Anne Robinson has spoken about how women in the television industry need to remain thin, in an interview with Radio Times. It was only in 2013 that she told The Telegraph: ‘Television is about pretty pictures, if you want to keep your job on telly, lose a stone and get a makeover, it’s as simple as that’.
Now due back on tv in a Children in Need edition of Weakest Link at the age of 73, Robinson has once again commented on her diligent regime, revealing: ‘I never have breakfast. I’m permanently on a diet. I’m like Victoria Beckham – you know, when she’s really, really, really hungry, she has a piece of lettuce… in order to be on television when you’re old, you have to be clever and thin.’
Robinson seems to consider this miserable self-afflicted deprivation a strict necessity and not something to resent. Other female tv personalities to have made similar comments include Mary Berry, who told The Sunday Times food magazine in 2015 ‘I eat carefully because people don't want to see a large person judging cakes’. Her ‘very disciplined diet’ involves eating one slice of toast for breakfast and only soup for lunch (while filming Bake Off, at least).

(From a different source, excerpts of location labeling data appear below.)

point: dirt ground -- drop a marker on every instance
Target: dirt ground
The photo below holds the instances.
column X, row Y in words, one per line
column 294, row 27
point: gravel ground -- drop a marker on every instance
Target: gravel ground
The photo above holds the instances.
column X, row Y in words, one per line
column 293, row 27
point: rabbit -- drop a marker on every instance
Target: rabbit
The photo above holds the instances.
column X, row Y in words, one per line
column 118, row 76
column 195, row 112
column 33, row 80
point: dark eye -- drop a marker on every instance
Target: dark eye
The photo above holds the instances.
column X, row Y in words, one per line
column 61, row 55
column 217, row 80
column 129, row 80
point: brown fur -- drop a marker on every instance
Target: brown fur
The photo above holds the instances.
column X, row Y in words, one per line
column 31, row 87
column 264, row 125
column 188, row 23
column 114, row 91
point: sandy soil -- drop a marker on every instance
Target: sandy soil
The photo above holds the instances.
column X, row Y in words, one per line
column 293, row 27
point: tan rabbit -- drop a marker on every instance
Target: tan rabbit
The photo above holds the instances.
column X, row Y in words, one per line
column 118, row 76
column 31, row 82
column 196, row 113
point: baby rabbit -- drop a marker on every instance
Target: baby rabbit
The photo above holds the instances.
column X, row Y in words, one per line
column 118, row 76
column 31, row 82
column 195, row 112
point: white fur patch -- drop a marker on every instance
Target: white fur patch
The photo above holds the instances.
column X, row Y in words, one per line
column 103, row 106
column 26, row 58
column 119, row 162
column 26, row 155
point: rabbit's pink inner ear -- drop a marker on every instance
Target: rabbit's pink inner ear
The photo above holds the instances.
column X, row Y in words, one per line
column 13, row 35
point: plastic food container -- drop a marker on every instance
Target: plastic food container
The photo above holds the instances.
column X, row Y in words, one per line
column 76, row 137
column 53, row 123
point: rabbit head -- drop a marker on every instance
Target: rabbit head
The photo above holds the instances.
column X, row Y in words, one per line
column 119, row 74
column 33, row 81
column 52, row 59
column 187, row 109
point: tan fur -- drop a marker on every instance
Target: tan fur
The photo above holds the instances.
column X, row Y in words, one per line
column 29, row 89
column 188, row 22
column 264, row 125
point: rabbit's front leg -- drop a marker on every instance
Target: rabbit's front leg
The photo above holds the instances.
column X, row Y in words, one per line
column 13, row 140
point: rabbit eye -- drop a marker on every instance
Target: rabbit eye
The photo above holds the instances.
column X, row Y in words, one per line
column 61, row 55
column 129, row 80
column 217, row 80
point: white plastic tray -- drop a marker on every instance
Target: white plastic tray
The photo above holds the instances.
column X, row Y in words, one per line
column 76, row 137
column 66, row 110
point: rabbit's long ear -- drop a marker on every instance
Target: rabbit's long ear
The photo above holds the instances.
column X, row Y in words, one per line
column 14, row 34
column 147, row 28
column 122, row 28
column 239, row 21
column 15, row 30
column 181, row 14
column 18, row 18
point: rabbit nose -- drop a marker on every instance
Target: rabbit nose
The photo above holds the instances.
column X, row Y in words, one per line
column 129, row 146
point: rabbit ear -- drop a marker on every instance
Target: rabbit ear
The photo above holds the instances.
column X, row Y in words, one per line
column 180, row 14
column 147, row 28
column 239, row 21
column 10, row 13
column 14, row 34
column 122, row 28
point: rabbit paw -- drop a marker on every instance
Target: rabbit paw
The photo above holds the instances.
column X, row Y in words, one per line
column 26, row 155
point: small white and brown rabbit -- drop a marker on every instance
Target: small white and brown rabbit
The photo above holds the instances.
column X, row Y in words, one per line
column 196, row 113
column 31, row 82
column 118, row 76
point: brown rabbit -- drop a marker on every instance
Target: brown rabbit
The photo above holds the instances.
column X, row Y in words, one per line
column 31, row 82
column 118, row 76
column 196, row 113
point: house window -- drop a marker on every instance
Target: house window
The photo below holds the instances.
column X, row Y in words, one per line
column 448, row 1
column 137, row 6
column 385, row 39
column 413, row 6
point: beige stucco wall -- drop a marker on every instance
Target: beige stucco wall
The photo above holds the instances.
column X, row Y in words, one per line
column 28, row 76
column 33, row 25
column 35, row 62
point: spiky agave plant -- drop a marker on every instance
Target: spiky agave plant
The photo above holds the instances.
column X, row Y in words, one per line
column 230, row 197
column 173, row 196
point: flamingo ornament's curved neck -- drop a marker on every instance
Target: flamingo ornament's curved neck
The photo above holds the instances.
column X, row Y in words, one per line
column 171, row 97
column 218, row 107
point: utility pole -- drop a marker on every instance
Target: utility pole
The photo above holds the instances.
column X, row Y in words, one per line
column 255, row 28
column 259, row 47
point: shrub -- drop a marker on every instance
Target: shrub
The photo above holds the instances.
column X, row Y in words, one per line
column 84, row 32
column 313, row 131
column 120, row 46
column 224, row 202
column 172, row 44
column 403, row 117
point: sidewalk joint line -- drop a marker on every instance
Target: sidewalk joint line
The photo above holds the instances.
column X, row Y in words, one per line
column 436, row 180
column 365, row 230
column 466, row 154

New Bake Off presenter Prue Leith is square-shooting on the old issue of diet, writing off ‘clean eating’, supplement-taking and detoxes as nonsense in The Sun earlier this year: ‘I’ve seen eggs, butter, cream, meat, salmon, orange juice, chocolate, bananas and a whole lot more that I can’t remember, vilified as actually bad for you then resurrected as health-giving, natural foods’. Nigella Lawson is a beacon of reassurance – at 57, she has remained adamantly anti-diet and brilliantly summed up the weird relationship a lot of us have with food in 2015, telling a JW3 Speaker Series: ‘There is a way in which food is used to either self-congratulate – you're a better person because you're eating like that – or to self-persecute, because you'll not allow yourself to eat what you want’.
Robinson, meanwhile, refers to Arlene Philips (who was replaced on Strictly, aged 66, by 30-year old Alesha Dixon) in her Telegraph interview: ‘Haven’t you noticed how much better Miriam O’Reilly and Arlene Phillips are looking since they were bumped? If they’d taken that much care of their appearance in the first place they would probably still be in a job’. In this week’s Radio Times, along with Robinson’s Victoria Beckham/lettuce remark, Extras actress Ashley Jensen has commented that “it’s one of these twisted things that’s become the norm, which is that women are not allowed to grow old. It’s becoming more normal to see a face that looks like a cross between a hard-boiled egg and a cat’.